「尋常學子,到底要如何將往日文集送到考官面前?一場制舉貢舉參與者數千,在必要的時候還會從關中挪出放在洛陽舉辦,考官何來時間將其一個個看過去,又記住每一個人的名字?除非讓李敬玄什麼事都別做了,只負責審閱行卷好了。」
李敬玄:「……?」
雖然他也不支持糊名,但他今天還什麼都沒說呢,怎麼就能天降一口大鍋落在他身上的?
他這過目不忘的能力也不是這麼用的吧?
但劉仁軌顯然沒有跟他在此時吵架的意思,已繼續朝著太子問出了第二個問題:「還有,太子覺得這是讓士人將命運決斷於一場糊名之中,實在不公,那麼我倒是想問問太子,救災搶險之事、邊地軍政之務,難道也有給人去交第二次答卷的機會嗎?」
顯然沒有!
真正的大事根本不會給人以猶豫或者糾錯的機會。
若是連參與科舉都要心態失衡,不能做到穩定發揮,那還談什麼做官濟民呢?
「再者說來,我雖不負責主持科舉、銓選相關事宜,但我也知道,近年來時務策考題改動不小,大多不取往年題目,而是和當年要務契合,考察士人針砭時弊的能力,並非只看臨場發揮的文采。」劉仁軌朝著李弘語氣平靜地說道,「太子若是覺得,在這樣的情況下還需要考生以其他手段輔助評判的話,臣當真要懷疑一下,您究竟是不是有選賢舉能的本事了。」
李弘張了張口:「我……」
他該如何說?說他確實沒有怎麼涉足科舉之事,在將早前那些預演好的話說出後,他便不知道自己該當如何了?

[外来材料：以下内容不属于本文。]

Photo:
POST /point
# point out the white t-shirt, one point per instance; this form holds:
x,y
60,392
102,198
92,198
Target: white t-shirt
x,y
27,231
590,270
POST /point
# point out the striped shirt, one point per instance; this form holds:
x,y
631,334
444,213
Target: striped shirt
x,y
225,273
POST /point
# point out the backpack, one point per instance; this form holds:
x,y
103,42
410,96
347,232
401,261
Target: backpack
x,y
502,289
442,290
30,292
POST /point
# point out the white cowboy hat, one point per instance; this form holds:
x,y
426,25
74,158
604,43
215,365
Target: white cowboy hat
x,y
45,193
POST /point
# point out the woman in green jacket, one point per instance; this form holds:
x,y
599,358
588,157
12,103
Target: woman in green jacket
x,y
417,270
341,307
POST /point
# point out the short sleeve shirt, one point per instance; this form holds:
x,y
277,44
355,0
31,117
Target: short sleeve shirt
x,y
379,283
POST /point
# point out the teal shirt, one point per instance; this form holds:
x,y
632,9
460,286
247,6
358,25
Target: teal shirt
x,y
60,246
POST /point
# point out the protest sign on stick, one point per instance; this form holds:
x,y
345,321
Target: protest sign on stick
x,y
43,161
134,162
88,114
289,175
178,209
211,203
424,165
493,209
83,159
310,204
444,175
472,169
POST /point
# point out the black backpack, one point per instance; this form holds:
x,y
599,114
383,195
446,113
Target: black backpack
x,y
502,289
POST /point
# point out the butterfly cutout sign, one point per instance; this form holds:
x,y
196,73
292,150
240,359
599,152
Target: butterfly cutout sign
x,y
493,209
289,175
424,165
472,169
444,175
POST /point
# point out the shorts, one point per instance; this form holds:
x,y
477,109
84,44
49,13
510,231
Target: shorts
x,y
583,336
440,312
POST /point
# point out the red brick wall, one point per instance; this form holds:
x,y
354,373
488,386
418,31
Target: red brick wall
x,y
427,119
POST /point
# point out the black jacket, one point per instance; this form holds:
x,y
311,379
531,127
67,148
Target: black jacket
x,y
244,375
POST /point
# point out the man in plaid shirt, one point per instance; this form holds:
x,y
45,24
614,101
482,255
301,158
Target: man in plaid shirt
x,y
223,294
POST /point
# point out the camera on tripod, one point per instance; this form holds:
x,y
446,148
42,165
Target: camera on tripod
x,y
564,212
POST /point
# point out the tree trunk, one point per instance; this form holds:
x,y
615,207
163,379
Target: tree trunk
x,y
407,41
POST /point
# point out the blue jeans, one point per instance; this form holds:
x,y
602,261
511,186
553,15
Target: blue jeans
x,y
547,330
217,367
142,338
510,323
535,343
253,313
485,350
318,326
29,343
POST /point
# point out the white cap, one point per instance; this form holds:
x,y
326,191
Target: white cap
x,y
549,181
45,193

他的那些臣子還能請他這個靠山出來挑大樑,他卻該當讓誰來幫他繼續陳說呢?
「夠了!」一道從上首傳來的聲音忽然打破了此刻的僵持,也讓李弘忽然看到面前的劉仁軌挪開了目光,讓他暫時從那等被人審視的狀態中掙脫出來。
可當他辨認出這道聲音正是來自於他的父親,當今天皇的那一刻,他又覺得自己根本不敢去看,阿耶在說出這兩個字的時候到底是一種什麼神情。
他只聽到了李治的聲音傳入了他的耳中,「一個個的,真當朝堂上是市集不成,都下去把自己的想法書寫成文,明日在朝堂之上再議!」
李治目光沉沉地盯著那個並未轉頭的身影,只覺自己若是將人叫到面前,怕是要給對方一頓劈頭蓋臉的訓斥。
但一想到,他的父親當年正是和自己的兒子在一次次的吵鬧中將矛盾升級,最終鬧到了不可開交的地步,李治又覺得自己還是該當給弘兒一次機會。
今日這朝堂之上,天后、許敬宗、安定和劉仁軌的話都應該已經進了弘兒的耳朵,那麼但凡他有一點聰慧的悟性,就應該知道,這是給他重新改口的最好機會。
希望他……別讓自己失望。
可當天皇的儀仗擺駕離開含元殿的下一刻,還未從此地離開的狄仁傑就看到,在太子的身邊幾乎是一眨眼之間就圍上了一群人,將那道尚且有些不知所措的身影給包圍在了其中。